Saturday evening is the great party. It all starts off in a wild and exuberant way. A dozen or so members of the local brass band, all clad in bright red T-shirts, rush in amongst us, jumping energetically and, at the same time, playing their instruments at high volume. A good and unusual way to get a party off in the right spirit.

Martin’s old friend and colleague, Tim Hely Hutchinson, made one of the many speeches, presenting Martin with a cheque – funded by most of the guests, in lieu of a present – to pay for a fresco. The fresco is to go on the main internal wall of a building everyone refers to as the pigsty. The pigsty, as was, is being rebuilt and will be a separate house largely to be used by Martin and Tessa and their co-owner, cousin Anne and her friend David.

Dinner takes place on three long trestle tables set up under the olive trees. All is elaborately arranged with a seating plan to cover all 200 guests.

Then dancing, first to the brass band, who seem to be keen to carry on; after that, to a live band on a specially constructed terrace by the newly half-constructed pigsty.

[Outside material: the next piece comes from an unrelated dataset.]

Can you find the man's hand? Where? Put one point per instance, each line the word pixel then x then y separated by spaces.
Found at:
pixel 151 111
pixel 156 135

One boring reflection occurred to me only afterwards. What would have happened had it rained? In fact we have been blessed by almost unremitting sunshine. But Italy in mid-September can, of course, provide dramatic storms.

Sunday 13 September

The day after – recovery day, rather needed by me as I only crept into bed at 2.00am.

A “Recovery Lunch” was planned at an agriturismo just down the road. The signs to it said “Country House”, a phrase that seems to have got into the Italian language.

The main event of the lunch was the prize giving for the best limerick. Everyone who contributed to the fresco was invited weeks ago to submit a limerick. The winners did well with references to the pigsty. Mine didn’t score very highly in such erudite literary company. It referred to the last time we came to a similar party, 10 years ago, when Martin and Tessa, having been together for 20-30 years, announced that they had just got married. Here it is – you need to know that Deruta is a nearby village:

When we were last in Deruta

Our Martin turned out as a suitor

Who had he found?

With such talent around!

Why! No one but Tessa was cuter.

Martin has said that we’ll all get copies of the winning entries.

A final word about the weather. We made our way down to the “Country House” for lunch in slightly overcast but pleasant conditions. As soon as we had sat down to eat – indoors, happily - the heavens opened and delivered the kind of storm that only Mediterranean climates can. It was all over by the time we started to wend our way back up the hill. How kind of the Almighty to delay it by 24 hours.

And a final word about the pigsty. Tessa gave us a little tour before we left. It looks as though it will be even nicer than the existing house – with a terrace and big windows looking out on the magnificent view over the Umbrian hills. We saw the builders building an internal wall with special, environmentally friendly and sustainable bricks, made (believe it or not) of cannabis or Indian hemp, a name which makes slightly more sense in the context of building material. All the walls have this material inside – to provide insulation. The plants are grown, according to the builder, in the north of Italy – not Colombia or Afghanistan.